Jefferson Navicky is the author of four books, most recently the novel-in-prose-poems, Head of Island Beautification for the Rural Outlands (2023), as well as Antique Densities: Modern Parables & Other Experiments in Short Prose (2021), which won the 2022 Maine Literary Book Award for Poetry. He is the archivist for the Maine Women Writers Collection.

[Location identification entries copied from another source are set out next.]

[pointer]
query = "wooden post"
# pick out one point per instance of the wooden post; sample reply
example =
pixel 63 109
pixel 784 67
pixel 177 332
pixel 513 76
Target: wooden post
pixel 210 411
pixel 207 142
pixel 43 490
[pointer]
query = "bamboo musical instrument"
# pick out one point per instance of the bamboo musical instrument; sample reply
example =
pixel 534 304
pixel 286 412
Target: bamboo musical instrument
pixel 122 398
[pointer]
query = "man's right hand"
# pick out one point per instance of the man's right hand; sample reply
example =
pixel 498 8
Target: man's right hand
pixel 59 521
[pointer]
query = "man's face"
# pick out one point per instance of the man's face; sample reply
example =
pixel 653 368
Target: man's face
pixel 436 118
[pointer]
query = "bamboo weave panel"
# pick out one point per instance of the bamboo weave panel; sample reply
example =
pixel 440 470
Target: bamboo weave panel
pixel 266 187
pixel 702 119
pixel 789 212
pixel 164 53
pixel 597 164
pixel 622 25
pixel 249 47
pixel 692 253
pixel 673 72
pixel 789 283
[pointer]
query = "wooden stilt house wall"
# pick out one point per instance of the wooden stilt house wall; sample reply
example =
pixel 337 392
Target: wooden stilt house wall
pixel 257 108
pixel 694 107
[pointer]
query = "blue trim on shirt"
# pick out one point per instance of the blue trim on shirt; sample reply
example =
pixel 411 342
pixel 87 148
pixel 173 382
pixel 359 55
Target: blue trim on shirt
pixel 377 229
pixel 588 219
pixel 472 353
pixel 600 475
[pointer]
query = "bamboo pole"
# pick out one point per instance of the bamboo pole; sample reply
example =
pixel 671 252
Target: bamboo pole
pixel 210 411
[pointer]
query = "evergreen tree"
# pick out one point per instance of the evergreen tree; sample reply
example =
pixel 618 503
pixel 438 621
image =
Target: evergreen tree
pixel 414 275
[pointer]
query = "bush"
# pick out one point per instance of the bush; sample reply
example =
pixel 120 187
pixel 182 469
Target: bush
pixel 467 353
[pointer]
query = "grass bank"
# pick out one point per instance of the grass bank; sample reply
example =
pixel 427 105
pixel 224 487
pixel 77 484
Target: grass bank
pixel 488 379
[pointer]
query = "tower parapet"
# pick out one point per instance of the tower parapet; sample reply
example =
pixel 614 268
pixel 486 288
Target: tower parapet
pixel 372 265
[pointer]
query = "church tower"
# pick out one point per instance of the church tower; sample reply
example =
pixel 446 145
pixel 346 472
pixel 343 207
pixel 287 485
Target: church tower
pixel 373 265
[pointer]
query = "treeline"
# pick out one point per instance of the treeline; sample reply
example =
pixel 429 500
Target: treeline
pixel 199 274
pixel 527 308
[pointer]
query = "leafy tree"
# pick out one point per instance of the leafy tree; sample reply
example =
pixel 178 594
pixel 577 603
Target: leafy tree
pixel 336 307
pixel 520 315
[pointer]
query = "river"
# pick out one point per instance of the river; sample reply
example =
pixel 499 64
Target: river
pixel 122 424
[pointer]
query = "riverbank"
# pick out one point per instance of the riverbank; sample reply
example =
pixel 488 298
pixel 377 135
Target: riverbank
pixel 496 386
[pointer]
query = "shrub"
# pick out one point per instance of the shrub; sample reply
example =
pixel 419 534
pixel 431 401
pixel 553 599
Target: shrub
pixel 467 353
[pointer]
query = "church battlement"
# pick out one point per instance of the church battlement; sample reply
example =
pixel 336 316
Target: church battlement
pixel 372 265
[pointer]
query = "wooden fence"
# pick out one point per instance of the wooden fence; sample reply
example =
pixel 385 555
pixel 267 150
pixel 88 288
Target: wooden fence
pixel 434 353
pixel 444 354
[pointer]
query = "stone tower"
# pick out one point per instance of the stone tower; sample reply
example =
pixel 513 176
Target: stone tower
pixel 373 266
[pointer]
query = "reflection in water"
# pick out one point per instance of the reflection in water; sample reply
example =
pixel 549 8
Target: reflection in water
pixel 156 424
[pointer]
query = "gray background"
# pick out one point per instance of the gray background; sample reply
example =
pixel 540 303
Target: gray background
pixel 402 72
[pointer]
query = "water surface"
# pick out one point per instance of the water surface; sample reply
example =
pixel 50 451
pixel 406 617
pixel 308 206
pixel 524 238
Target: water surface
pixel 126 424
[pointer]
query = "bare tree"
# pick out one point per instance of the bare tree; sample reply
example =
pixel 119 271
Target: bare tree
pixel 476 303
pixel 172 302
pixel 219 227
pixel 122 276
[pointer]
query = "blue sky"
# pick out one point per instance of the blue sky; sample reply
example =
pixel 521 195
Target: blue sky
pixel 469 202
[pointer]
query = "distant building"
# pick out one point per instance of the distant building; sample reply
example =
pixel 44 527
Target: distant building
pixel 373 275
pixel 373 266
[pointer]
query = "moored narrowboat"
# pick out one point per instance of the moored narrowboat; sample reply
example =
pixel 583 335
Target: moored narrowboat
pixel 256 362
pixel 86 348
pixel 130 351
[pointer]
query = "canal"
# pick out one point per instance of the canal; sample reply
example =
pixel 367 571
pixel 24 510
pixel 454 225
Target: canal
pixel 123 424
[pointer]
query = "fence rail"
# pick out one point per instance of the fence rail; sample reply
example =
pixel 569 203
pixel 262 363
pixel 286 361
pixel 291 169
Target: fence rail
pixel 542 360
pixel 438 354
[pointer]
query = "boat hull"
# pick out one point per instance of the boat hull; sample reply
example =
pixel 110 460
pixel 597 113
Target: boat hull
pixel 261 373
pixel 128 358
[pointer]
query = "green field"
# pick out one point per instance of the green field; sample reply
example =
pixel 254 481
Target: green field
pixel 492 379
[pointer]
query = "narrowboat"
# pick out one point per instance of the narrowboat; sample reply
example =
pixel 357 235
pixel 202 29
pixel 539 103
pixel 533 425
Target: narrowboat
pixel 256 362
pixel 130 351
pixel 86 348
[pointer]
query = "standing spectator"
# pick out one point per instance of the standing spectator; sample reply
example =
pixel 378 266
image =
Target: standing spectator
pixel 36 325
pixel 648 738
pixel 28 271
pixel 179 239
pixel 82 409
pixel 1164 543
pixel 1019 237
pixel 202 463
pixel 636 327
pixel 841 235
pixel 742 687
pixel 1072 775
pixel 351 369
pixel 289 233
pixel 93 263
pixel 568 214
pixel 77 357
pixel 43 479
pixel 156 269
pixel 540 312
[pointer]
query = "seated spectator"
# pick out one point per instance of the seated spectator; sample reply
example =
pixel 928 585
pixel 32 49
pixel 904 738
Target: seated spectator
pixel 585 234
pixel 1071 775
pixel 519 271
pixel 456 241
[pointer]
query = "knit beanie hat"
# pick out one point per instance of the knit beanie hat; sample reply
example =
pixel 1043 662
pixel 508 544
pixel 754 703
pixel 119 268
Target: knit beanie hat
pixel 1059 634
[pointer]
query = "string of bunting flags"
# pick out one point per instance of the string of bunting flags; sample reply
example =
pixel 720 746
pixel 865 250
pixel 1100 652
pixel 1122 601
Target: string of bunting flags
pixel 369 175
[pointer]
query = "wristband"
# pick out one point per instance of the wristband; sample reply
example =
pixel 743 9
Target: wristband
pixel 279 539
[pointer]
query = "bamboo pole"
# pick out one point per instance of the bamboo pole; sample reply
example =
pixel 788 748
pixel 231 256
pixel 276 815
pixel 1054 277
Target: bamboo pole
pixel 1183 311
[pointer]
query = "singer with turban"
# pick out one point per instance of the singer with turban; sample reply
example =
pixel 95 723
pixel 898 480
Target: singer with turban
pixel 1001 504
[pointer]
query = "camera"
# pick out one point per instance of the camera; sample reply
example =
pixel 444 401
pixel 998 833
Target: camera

Is That You, Father? / ¿Eres tú, papá?

Wrapped in the blanket,
about to fall asleep,
I heard you call out to me
in a child’s voice.
It was the same voice
you used to tease us with
when we were children
and you were happy at home,
and you dressed in a basket
and a shepherd’s hat
to make us laugh.
I opened my eyes and saw
behind the blinds the elf
who spoke to me with your voice.
He did juggler’s pirouettes,
hung from the fire extinguisher,
from the blades of the fan, and
jumped into the void, disappearing
through the bedroom door
into the light of the dining room.
Since then, I hear little noises
after midnight: something
small falls to the floor,
like the backing to an earring,
or I hear the blinds rustling
as if rocked by the wind,
or coffee drips from the espresso
machine in the kitchen….
Maybe you’ve been reborn
as a tiny elf,
the kind that lives hidden
in the closets of houses,
and you play pranks on me
when I’m falling sleep.
Maybe you do it
so I won’t forget you, or
because I didn’t cry for you
when you left.

Envuelta en la cobija,
a punto de dormirme,
oí que me llamabas
con voz de niño.
Era la misma voz
con que bromeabas
cuando éramos niñas
y eras feliz en casa
y te vestías con canasto
y sombreo de pastor
para hacernos reír.
Abrí los ojos y vi detrás
de las persianas al duende
que me hablaba con tu voz.
Hizo piruetas de malabarista,
se colgó del extintor de fuego,
de las aspas del ventilador,
saltó al vacío y desapareció
por la puerta del cuarto
en la luz del comedor.
Desde entonces oigo ruiditos
después de media noche:
algo pequeño cae al piso,
como una tuerca de arete,
o se oye el roce de la persiana,
como si la meciera el viento,
o gotea café de la máquina
de expreso en la cocina …
Tal vez has renacido
en un duende diminuto,
de los que viven ocultos
en los clósets de las casas
y me haces travesuras
cuando voy a dormirme.
Tal vez lo haces
para que no te olvide,
o porque no te lloré
cuando te fuiste.

translated by the author and George Franklin

*

Ximena Gómez’s poems have appeared in numerous literary magazines, including
Álastor, Círculo de Poesía, Nueva York Poetry Review, El Golem, Nagari, Hypermedia, World
Literature Today, Matter, Cagibi, Interim, Nashville Review, Sheila-Na-Gig, The Laurel
Review, and The Wild Word, and she was a finalist for Best of the Net in 2018. She is the author
of the poetry collections, Habitación con moscas (Madrid: Ediciones Torremozas,
2016), Cuando llegue la sequía (Ediciones Torremozas, 2021), the dual language poetry
collection Último día / Last Day (Katakana Editores, 2019) and a new dual-language collection
in collaboration with George Franklin, Conversaciones sobre agua/Conversations About Water
(Katakana Editores, 2023). She translated into Spanish Jacqueline Woodson’s Brown Girl
Dreaming (Penguin Random House Group, 2021), the bilingual poetry collection Among the
Ruins / Entre las ruinas by George Franklin (Katakana Editores, 2018), and was a contributing
translator to 32 Poems/32 Poemas of Hyam Plutzik (Suburbano Ediciones, 2021).